In the guardroom where everyone else was waiting, the boys with boxes began to hurriedly unpack them. They contained, I saw, my wax heads of the king and the queen.
“No, please!” I cried. “You should not take them in with you. You must not!”
“We must,” the widow said, “to judge their accuracy.”
I could not stop them. I never could. In they went. First the widow, then Curtius, then the boys with the wax heads, then Jacques and his boy. I did not press toward the Swiss Guards as usual, but kept close to the windows and so avoided most of the commotion that followed.
Unlike my previous visits to the Grand Couvert, there was no timely passing of people from one room into the other; instead, a major block had formed before the horseshoe-shaped table. Now the talking was only on the public side of the Swiss Guards. On the other side, the royal side, there was only staring, not at the food but out at the common people.
I saw the heads then, my heads, but I was not holding them. There they were, king and queen, and before them King and Queen. Likenesses doubled! Where first I had admitted happiness and ownership, however, now a sudden doubt crept in, spreading and infecting. The heads held up had no bodies to them; worse than that was their baldness, for they wore no wigs and so appeared scalped. They were terribly naked and unadorned. And where their eyes
should have been, there was nothing, just empty sockets. It was as if these heads had come straight from the dissection room, as if the king and queen were seeing their very own deaths. I hadn’t meant that. That wasn’t right. A terrible mistake. They should never have come together, my king and queen and the originals.

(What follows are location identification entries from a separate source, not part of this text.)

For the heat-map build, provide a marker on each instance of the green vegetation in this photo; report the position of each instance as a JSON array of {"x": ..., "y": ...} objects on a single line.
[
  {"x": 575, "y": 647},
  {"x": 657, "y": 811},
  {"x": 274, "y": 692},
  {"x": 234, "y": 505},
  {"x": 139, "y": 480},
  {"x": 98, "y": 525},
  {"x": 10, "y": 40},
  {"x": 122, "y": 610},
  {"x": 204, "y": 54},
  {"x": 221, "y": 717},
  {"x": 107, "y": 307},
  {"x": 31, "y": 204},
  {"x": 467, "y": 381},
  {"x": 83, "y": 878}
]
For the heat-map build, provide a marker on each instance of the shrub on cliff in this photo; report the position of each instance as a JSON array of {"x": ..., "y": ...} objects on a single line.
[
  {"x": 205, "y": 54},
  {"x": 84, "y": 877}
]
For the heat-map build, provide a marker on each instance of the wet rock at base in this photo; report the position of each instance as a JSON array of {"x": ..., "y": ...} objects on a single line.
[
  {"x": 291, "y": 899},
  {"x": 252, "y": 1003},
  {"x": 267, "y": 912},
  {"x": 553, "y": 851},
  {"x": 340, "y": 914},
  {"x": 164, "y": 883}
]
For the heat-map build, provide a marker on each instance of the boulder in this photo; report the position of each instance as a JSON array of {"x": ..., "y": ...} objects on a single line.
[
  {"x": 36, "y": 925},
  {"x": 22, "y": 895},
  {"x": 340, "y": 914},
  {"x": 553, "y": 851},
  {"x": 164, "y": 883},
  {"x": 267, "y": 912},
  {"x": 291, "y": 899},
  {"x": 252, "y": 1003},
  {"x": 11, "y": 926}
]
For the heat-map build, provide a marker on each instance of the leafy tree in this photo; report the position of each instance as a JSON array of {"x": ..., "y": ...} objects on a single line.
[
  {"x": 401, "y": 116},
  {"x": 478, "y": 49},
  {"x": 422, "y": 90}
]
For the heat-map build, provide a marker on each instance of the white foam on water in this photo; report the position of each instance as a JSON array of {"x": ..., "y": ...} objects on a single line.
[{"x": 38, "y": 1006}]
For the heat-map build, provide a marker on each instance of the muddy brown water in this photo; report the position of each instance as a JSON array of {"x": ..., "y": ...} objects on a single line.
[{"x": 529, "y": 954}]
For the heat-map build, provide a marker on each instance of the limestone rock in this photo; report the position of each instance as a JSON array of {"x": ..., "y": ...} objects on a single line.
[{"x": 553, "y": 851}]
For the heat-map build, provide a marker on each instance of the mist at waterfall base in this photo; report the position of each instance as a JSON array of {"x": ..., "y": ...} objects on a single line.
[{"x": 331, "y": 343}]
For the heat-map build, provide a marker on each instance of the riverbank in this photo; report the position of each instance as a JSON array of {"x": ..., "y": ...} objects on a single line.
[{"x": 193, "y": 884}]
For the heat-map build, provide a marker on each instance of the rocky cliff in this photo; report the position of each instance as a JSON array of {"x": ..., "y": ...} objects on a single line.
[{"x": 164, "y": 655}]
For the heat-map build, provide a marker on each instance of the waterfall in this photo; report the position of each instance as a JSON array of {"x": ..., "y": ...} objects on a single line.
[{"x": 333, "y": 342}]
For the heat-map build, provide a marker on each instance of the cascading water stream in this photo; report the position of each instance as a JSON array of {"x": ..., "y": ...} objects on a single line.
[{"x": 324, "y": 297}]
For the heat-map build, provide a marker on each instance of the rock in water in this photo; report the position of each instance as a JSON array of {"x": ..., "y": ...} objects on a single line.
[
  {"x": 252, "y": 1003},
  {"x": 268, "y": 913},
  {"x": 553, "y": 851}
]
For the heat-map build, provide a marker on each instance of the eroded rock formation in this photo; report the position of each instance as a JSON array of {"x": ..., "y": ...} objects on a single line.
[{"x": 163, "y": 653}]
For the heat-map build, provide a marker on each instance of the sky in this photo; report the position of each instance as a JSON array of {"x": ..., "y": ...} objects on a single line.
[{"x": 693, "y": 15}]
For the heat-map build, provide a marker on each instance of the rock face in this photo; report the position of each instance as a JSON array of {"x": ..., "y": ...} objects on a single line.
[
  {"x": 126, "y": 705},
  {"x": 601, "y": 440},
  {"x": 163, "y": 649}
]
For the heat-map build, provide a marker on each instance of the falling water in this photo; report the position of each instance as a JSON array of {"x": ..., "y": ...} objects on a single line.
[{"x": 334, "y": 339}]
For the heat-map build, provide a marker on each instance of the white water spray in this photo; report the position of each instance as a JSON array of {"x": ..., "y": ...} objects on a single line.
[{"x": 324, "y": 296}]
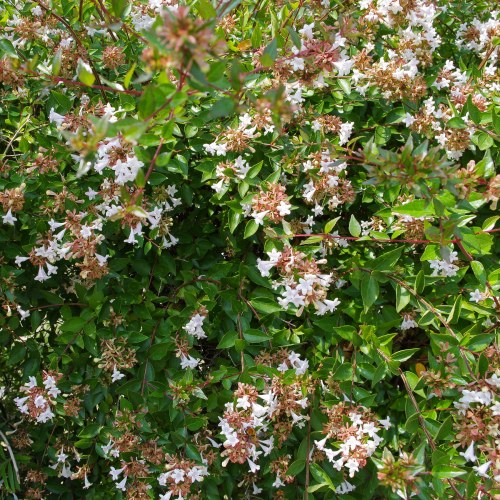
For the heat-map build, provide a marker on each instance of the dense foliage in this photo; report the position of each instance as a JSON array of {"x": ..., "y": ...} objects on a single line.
[{"x": 248, "y": 249}]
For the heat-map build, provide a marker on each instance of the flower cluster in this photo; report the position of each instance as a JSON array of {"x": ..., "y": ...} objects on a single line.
[
  {"x": 302, "y": 281},
  {"x": 247, "y": 422},
  {"x": 357, "y": 431},
  {"x": 40, "y": 400}
]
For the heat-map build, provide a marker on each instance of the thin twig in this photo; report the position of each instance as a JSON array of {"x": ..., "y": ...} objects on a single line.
[{"x": 12, "y": 457}]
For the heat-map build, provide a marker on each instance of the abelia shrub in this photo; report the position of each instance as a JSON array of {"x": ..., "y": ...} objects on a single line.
[{"x": 248, "y": 249}]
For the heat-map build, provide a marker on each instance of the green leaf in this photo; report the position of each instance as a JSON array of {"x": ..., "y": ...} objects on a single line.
[
  {"x": 369, "y": 290},
  {"x": 482, "y": 140},
  {"x": 387, "y": 260},
  {"x": 255, "y": 336},
  {"x": 222, "y": 108},
  {"x": 56, "y": 62},
  {"x": 495, "y": 119},
  {"x": 250, "y": 228},
  {"x": 404, "y": 355},
  {"x": 415, "y": 208},
  {"x": 354, "y": 226},
  {"x": 159, "y": 351},
  {"x": 270, "y": 53},
  {"x": 206, "y": 9},
  {"x": 227, "y": 340},
  {"x": 331, "y": 224},
  {"x": 73, "y": 325},
  {"x": 85, "y": 73},
  {"x": 266, "y": 306},
  {"x": 447, "y": 472},
  {"x": 320, "y": 475},
  {"x": 456, "y": 122},
  {"x": 403, "y": 297},
  {"x": 420, "y": 282},
  {"x": 478, "y": 270},
  {"x": 296, "y": 467},
  {"x": 90, "y": 431},
  {"x": 128, "y": 76}
]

Only then I heard a very definite clapping. It was from Curtius for certain. And I thought, How wonderful! How wonderful it was after all! But then there came a wail, a woman’s wailing, and then a bark, like a dog, and then cries and shrieks and screams.
I ran away.
I fled.
I hid.
CHAPTER FORTY-FOUR
Closing the cupboard doors.
Polignac’s bit-maids found me out at last, hiding in a courtyard where they kept the dogs. I was hurried back inside to Elisabeth’s rooms, pushed into my cupboard, the doors locked behind me. Perhaps an hour later, the doors were opened and Polignac herself pulled me out. Two servants tugged up my dress and Polignac lofted a cane and gave me twenty hard strikes. To be treated so like a child, though I was not so many years from thirty! When she was done I was put back in the cupboard, panting and stinging and pulsing.
There in my cupboard, locked away with no candles, I lay in the darkness peering through the keyhole. No one ever stopped. Elisabeth came by once, running to the cupboard, but one of Polignac’s people was following her, and she was moved on before she could speak to me.